Question

A is a, \(n \times n\) matrix of real numbers and \(A^3 - 3A^2 + 4A - 6I = 0\), where I is a, \(n \times n\) unit matrix. If \(A^{-1}\) exists, then

• A. \(A^{-1} = A - I\)
• B. \(A^{-1} = A + 6I\)
• C. \(A^{-1} = 3A - 6I\)
• D. \(A^{-1} = \frac{1}{6}(A^2 - 3A + 4I)\)

Hint:

Whenever a matrix \(A\) satisfies a polynomial equation, you can find its inverse (if it exists) by rearranging the equation to the form \(A . P(A) = kI\), where \(P(A)\) is some polynomial in \(A\) and \(k\) is a non-zero scalar. Then, \(A^{-1} = \frac{1}{k}P(A)\). The inverse exists if and only if the constant term in the polynomial is non-zero.

Answer 1

The Correct Option is D

Step 1: Understanding the Concept:
The problem provides a polynomial equation that the matrix \(A\) satisfies. According to the Cayley-Hamilton theorem, every square matrix satisfies its own characteristic equation. We can use the given equation to find an expression for the inverse of \(A\), \(A^{-1}\), by manipulating the equation algebraically.

Step 2: Key Formula or Approach:
1. Start with the given matrix polynomial equation.
2. Isolate the term containing the identity matrix, \(I\).
3. Pre-multiply (or post-multiply) the entire equation by \(A^{-1}\).
4. Simplify the resulting equation to solve for \(A^{-1}\).

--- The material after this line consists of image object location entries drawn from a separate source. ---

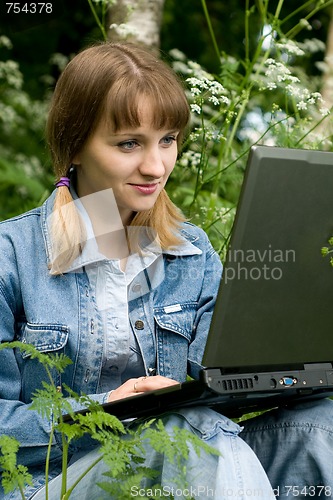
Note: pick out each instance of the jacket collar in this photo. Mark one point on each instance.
(186, 248)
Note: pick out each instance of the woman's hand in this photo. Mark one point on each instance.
(140, 385)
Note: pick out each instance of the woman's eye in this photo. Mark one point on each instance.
(127, 145)
(168, 140)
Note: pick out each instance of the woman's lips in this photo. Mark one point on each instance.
(145, 188)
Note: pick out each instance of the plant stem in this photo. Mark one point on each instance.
(211, 31)
(99, 24)
(68, 493)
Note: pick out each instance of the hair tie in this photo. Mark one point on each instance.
(64, 181)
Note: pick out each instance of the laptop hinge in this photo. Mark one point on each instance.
(318, 366)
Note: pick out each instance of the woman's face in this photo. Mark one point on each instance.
(134, 162)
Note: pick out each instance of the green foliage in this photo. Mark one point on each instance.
(265, 97)
(122, 448)
(328, 251)
(14, 476)
(25, 174)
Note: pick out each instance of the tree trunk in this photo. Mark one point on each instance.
(137, 21)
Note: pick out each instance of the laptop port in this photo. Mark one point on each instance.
(288, 381)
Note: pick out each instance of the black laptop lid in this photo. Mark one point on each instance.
(275, 304)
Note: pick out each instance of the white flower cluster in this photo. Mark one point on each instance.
(190, 159)
(208, 89)
(277, 72)
(290, 47)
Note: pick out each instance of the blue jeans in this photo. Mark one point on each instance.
(295, 447)
(235, 474)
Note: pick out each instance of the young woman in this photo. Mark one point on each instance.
(110, 273)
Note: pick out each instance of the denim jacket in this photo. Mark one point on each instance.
(59, 314)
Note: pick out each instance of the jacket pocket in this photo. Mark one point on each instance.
(174, 330)
(177, 318)
(48, 339)
(45, 338)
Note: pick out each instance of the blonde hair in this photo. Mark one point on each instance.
(107, 81)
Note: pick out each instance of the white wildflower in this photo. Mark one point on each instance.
(177, 54)
(214, 100)
(271, 85)
(301, 105)
(305, 24)
(324, 111)
(195, 108)
(5, 42)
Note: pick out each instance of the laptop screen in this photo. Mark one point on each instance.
(275, 303)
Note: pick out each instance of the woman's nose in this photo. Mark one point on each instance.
(152, 164)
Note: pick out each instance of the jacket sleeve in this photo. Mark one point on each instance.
(17, 420)
(210, 285)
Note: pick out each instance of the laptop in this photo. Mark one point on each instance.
(271, 341)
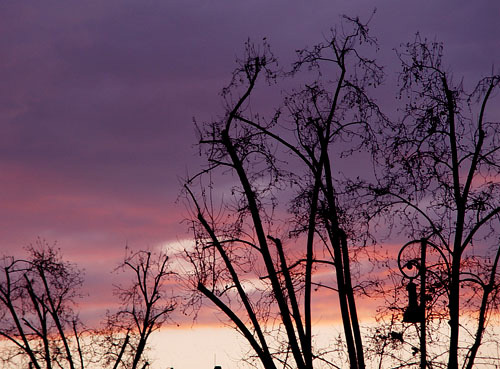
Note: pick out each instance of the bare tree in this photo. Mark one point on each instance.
(441, 184)
(37, 298)
(257, 247)
(145, 307)
(39, 325)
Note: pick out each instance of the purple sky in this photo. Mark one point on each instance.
(97, 100)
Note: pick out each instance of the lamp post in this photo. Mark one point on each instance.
(412, 260)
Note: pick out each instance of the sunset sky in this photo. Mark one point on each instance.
(97, 100)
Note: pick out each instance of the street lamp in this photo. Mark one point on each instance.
(412, 264)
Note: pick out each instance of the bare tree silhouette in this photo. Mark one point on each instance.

Step 3: Detailed Explanation:
We are given the equation: \[ A^3 - 3A^2 + 4A - 6I = 0 \] To find \(A^{-1}\), we can isolate the term with the identity matrix \(I\): \[ A^3 - 3A^2 + 4A = 6I \] Since it is given that \(A^{-1}\) exists, we can pre-multiply both sides of the equation by \(A^{-1}\): \[ A^{-1}(A^3 - 3A^2 + 4A) = A^{-1}(6I) \] Using the distributive property of matrix multiplication: \[ A^{-1}A^3 - A^{-1}(3A^2) + A^{-1}(4A) = 6A^{-1}I \] Using the properties \(A^{-1}A = I\) and \(A^{-1}I = A^{-1}\): \[ (A^{-1}A)A^2 - 3(A^{-1}A)A + 4(A^{-1}A) = 6A^{-1} \] \[ IA^2 - 3IA + 4I = 6A^{-1} \] \[ A^2 - 3A + 4I = 6A^{-1} \] Finally, we can solve for \(A^{-1}\) by dividing by 6: \[ A^{-1} = \frac{1}{6}(A^2 - 3A + 4I) \]
Step 4: Final Answer:
The expression for \(A^{-1}\) matches option (D).